Drew Matus, stratège en chef des marchés chez MetLife Investment Management, met en garde : « L’écart entre la réalité de l’IA et les attentes qui y sont associées constitue un risque tant pour les marchés boursiers que pour les consommateurs dont la consommation dépend de l’effet richesse généré par ces marchés. Cet effet richesse pourrait très bien devenir le canal de transmission de la prochaine contraction économique. »
Les perspectives globales des répondants concernant les marchés boursiers sont relativement prudentes : ils prévoient que l’indice S&P 500 ne franchira le seuil des 8 000 points qu’en 2027, soit une hausse d’environ 5,5 % par rapport à son niveau actuel.
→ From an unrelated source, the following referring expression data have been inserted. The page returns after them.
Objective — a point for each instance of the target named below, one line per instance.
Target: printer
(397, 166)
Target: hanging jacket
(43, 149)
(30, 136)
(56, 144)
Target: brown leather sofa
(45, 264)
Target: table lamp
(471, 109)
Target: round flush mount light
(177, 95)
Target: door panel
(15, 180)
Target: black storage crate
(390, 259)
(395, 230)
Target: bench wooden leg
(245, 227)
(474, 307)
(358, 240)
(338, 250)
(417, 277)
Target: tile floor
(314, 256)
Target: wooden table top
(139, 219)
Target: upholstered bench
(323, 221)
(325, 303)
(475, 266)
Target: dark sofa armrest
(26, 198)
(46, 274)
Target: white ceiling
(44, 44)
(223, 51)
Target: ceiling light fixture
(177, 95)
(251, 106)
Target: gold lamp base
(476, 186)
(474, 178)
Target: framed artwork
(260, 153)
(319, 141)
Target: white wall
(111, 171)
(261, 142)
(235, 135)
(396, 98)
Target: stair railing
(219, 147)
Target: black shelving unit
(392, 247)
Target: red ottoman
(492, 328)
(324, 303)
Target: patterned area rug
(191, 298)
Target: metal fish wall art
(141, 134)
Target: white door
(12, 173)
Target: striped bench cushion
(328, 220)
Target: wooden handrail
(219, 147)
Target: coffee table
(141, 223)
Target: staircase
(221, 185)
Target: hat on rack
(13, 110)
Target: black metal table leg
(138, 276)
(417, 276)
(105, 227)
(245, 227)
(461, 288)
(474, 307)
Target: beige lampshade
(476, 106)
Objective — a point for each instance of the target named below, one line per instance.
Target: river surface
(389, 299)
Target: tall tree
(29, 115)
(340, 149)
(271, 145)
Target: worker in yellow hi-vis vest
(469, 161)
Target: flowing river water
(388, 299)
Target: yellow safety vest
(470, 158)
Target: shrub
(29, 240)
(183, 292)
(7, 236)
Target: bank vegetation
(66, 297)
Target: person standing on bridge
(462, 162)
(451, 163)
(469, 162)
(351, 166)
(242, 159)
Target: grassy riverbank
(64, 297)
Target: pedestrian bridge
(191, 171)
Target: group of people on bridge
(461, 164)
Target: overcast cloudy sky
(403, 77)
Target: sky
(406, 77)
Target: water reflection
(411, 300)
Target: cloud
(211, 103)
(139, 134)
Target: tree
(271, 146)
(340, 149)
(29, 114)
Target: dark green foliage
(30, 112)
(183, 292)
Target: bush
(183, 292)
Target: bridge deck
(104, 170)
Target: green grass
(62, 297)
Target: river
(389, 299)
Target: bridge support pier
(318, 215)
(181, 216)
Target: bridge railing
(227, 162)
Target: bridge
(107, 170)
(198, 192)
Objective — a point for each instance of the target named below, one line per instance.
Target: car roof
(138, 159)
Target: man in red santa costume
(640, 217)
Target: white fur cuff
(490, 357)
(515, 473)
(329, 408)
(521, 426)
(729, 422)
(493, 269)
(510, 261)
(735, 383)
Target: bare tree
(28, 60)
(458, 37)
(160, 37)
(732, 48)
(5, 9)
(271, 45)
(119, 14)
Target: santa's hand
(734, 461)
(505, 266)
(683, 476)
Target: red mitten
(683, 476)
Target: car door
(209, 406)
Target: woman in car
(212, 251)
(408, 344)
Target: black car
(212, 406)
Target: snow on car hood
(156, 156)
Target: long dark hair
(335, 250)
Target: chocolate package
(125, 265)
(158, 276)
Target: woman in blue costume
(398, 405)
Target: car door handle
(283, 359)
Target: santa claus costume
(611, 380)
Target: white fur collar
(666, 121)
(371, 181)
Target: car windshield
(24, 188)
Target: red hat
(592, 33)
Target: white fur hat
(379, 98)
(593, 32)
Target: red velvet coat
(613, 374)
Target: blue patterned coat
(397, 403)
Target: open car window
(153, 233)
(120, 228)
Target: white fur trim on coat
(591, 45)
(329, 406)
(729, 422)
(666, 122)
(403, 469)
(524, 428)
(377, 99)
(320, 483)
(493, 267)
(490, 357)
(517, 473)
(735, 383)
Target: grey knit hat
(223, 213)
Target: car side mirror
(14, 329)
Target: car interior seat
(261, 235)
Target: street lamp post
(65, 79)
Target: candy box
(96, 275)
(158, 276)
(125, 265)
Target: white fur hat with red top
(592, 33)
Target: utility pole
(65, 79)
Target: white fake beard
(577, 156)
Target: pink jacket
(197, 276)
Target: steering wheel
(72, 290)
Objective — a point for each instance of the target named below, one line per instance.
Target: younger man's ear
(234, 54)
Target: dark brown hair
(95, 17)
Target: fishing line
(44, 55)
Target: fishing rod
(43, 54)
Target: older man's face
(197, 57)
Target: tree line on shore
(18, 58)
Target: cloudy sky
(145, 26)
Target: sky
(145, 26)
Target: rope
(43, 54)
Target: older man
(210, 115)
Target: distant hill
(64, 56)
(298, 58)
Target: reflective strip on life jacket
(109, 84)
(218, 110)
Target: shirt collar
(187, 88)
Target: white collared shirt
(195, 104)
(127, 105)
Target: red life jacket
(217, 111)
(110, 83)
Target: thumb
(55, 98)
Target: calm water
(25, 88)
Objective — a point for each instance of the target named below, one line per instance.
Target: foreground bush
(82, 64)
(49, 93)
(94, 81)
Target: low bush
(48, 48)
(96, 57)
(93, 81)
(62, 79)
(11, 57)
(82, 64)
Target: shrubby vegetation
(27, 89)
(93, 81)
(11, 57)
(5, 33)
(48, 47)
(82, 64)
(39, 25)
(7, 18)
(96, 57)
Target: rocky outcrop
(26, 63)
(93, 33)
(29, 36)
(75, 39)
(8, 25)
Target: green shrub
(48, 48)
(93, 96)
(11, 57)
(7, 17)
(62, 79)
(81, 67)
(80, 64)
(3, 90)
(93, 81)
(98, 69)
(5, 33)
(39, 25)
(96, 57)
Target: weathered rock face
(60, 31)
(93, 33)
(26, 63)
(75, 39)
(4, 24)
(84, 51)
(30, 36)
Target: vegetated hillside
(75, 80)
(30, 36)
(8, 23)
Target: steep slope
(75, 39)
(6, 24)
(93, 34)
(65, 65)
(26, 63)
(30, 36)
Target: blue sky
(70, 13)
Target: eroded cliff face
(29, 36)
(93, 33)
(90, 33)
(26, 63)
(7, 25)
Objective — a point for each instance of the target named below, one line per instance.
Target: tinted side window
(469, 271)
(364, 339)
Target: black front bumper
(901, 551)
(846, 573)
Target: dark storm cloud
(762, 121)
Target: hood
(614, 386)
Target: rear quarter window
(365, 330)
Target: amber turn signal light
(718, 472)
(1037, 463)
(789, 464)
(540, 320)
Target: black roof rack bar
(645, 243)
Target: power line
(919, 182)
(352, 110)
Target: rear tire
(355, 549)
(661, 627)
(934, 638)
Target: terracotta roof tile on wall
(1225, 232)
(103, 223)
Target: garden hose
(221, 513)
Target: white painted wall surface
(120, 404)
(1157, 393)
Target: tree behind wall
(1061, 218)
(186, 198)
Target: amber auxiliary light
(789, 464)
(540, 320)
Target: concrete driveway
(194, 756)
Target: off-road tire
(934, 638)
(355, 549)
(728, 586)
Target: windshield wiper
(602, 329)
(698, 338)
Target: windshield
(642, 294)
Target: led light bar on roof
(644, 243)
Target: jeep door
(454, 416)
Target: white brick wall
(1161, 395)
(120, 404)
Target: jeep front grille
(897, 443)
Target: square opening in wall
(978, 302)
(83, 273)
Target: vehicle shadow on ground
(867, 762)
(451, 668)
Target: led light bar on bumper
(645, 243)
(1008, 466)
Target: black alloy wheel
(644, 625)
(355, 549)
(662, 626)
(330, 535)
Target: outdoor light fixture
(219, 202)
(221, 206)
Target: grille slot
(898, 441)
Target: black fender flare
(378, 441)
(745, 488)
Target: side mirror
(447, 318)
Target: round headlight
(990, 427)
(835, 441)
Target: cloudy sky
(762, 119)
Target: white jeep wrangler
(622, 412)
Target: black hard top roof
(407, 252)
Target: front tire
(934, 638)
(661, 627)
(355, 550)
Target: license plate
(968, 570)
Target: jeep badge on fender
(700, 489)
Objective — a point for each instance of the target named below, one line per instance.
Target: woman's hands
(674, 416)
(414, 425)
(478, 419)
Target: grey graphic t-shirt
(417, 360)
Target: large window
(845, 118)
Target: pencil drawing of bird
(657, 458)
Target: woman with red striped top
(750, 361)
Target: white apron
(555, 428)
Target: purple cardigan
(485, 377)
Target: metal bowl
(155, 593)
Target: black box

En revanche, les inquiétudes liées aux risques sur le marché des crédits se sont atténuées. Seulement 53 % des répondants jugent aujourd’hui que les risques systémiques sur ce marché « augmentent », alors qu’ils étaient 75 % en mars, et 3 % seulement estiment que ces risques « augmentent fortement ».
John Donaldson, directeur des actifs à revenu fixe chez Haverford Trust Co., déclare : « Malgré certaines prévisions pessimistes, nous ne constatons aucune menace généralisée pesant sur le marché des crédits ; toute faiblesse observée se limite aux obligations notées CCC et CC, et les écarts de crédit du secteur financier ne montrent aucun signe de tension. »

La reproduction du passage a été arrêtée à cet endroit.